General information
- Type: Tiltrotor
- National origin: Soviet Union
- Manufacturer: Mil
- Status: Study

= Mil Mi-30 =

Russian tiltrotor STOL/VTOL concept

The Mil Mi-30 Vintoplan was a Russian tiltrotor STOL/VTOL concept that originated in 1972. The Vintoplan would have been a transport aircraft for up to 19 passengers or two tons of cargo. Its purpose was to replace the Mi-8 and Mi-17 helicopters.

== Design and things ==
The first tiltrotor aircraft companies were founded in the 1940s; the Vintoplan project was picked up and continued by these companies a few years after the first development. The Mil Design Bureau closely followed the tiltrotor projects at Bell Helicopters, and the concept that Bell proposed seemed to them convincing. In 1972 Mil designers initiated a similar design, the Mi-30. At the beginning of the 1980s, scientists and helicopter designers assembled a design and several layouts for this complicated aircraft, the original design of the Mil Mi-30 Vintoplan was expected to use a TV3-117 turboshaft engine with a four-bladed propeller rotor on each wing. The original design of the Mil Mi-30 had several problems: Aeroelasticity, dynamics of construction, characteristics for the converter apparatuses, aerodynamics and flight dynamics. The Vintoplan went through several different designs and layouts, shifting from having 2 engines to 3 or 4 engines and back to 2 engines.
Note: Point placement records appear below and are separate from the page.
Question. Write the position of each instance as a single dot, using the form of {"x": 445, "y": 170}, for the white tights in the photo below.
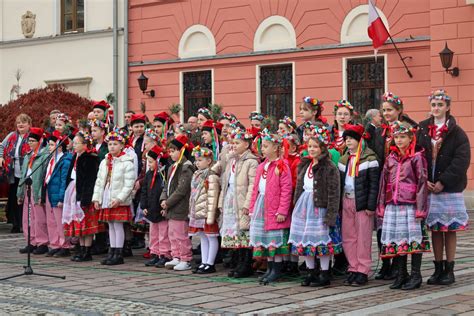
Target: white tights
{"x": 116, "y": 234}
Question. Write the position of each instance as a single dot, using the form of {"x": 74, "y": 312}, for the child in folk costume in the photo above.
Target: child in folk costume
{"x": 203, "y": 208}
{"x": 314, "y": 231}
{"x": 113, "y": 194}
{"x": 448, "y": 153}
{"x": 53, "y": 193}
{"x": 403, "y": 206}
{"x": 359, "y": 170}
{"x": 237, "y": 183}
{"x": 175, "y": 203}
{"x": 34, "y": 161}
{"x": 79, "y": 214}
{"x": 311, "y": 110}
{"x": 270, "y": 208}
{"x": 152, "y": 187}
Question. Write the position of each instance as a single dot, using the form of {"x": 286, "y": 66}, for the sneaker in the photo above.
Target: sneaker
{"x": 171, "y": 264}
{"x": 182, "y": 266}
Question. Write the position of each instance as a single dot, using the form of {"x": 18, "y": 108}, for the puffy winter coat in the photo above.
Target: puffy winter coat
{"x": 122, "y": 180}
{"x": 404, "y": 181}
{"x": 366, "y": 184}
{"x": 40, "y": 165}
{"x": 208, "y": 196}
{"x": 177, "y": 198}
{"x": 453, "y": 159}
{"x": 245, "y": 168}
{"x": 278, "y": 193}
{"x": 326, "y": 186}
{"x": 56, "y": 186}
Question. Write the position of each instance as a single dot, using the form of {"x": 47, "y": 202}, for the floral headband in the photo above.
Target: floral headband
{"x": 390, "y": 97}
{"x": 199, "y": 151}
{"x": 266, "y": 135}
{"x": 256, "y": 116}
{"x": 343, "y": 104}
{"x": 313, "y": 101}
{"x": 97, "y": 123}
{"x": 239, "y": 133}
{"x": 439, "y": 95}
{"x": 62, "y": 117}
{"x": 149, "y": 132}
{"x": 114, "y": 135}
{"x": 288, "y": 122}
{"x": 402, "y": 128}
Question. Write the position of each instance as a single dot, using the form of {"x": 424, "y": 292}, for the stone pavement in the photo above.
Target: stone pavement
{"x": 132, "y": 288}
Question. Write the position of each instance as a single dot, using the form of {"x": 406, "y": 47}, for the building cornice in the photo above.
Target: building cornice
{"x": 58, "y": 38}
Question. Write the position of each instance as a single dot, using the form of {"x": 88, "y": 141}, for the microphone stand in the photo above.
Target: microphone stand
{"x": 28, "y": 270}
In 1981 an issued decree on the development of the Mi-30 Vintoplan made a proposal to the customer and institutions at MAP, shortly after the military approved of the Vintoplan but desired bigger, more powerful engines. In the development the weight capacity was raised to 3–5 tons, and the passenger limit was raised to 32. In 1986–1995 the Mil Mi-30 was included in the program of armaments. However, due to the collapse of the Soviet Union and its economy, the Mil Mi-30 did not succeed in the new age of technology.
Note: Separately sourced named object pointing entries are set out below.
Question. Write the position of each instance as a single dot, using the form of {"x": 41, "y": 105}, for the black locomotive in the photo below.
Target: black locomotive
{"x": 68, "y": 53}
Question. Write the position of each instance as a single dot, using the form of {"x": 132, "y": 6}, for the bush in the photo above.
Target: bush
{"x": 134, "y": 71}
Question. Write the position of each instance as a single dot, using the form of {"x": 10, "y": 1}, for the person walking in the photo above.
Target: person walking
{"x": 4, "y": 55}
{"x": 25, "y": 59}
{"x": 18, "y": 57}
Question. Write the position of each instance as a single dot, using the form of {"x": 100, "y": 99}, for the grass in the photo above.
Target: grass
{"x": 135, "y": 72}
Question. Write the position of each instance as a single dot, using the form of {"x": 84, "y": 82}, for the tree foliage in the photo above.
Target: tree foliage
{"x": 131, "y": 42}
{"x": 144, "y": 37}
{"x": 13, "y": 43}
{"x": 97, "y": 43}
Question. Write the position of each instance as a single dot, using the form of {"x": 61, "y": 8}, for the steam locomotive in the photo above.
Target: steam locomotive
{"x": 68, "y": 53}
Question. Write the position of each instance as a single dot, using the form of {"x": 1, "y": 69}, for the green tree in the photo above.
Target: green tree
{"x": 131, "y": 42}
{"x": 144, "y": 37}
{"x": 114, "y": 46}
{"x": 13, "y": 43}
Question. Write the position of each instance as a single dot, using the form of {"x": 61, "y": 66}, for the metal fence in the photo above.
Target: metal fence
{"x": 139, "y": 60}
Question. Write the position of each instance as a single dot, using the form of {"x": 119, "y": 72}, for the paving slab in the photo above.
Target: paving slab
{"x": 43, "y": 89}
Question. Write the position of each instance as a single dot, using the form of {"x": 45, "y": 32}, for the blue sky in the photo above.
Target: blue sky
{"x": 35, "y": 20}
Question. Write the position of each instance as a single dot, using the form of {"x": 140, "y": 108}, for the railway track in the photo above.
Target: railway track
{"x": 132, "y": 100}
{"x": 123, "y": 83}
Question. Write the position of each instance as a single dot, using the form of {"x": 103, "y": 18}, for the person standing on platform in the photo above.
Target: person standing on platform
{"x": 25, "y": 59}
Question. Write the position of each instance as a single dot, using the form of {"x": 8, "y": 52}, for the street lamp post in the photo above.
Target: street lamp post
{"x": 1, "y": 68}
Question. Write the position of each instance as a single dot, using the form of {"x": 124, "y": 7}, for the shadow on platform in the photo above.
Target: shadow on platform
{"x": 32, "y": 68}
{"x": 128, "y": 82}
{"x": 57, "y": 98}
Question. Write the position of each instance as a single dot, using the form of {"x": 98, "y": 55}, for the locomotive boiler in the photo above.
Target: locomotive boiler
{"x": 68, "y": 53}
The Mi-30 Vintoplan was included in the 5-year plan in the Soviet Union from 1989 to 1995, but the project was never completed. In the last year, OKB experts in the Soviet Union designed three different models of the Mil Mi-30, each with unique designs- Mi-30S, Mi-30D, and the Mi-30L.

An unmanned tiltrotor project was started in Russia in 2015.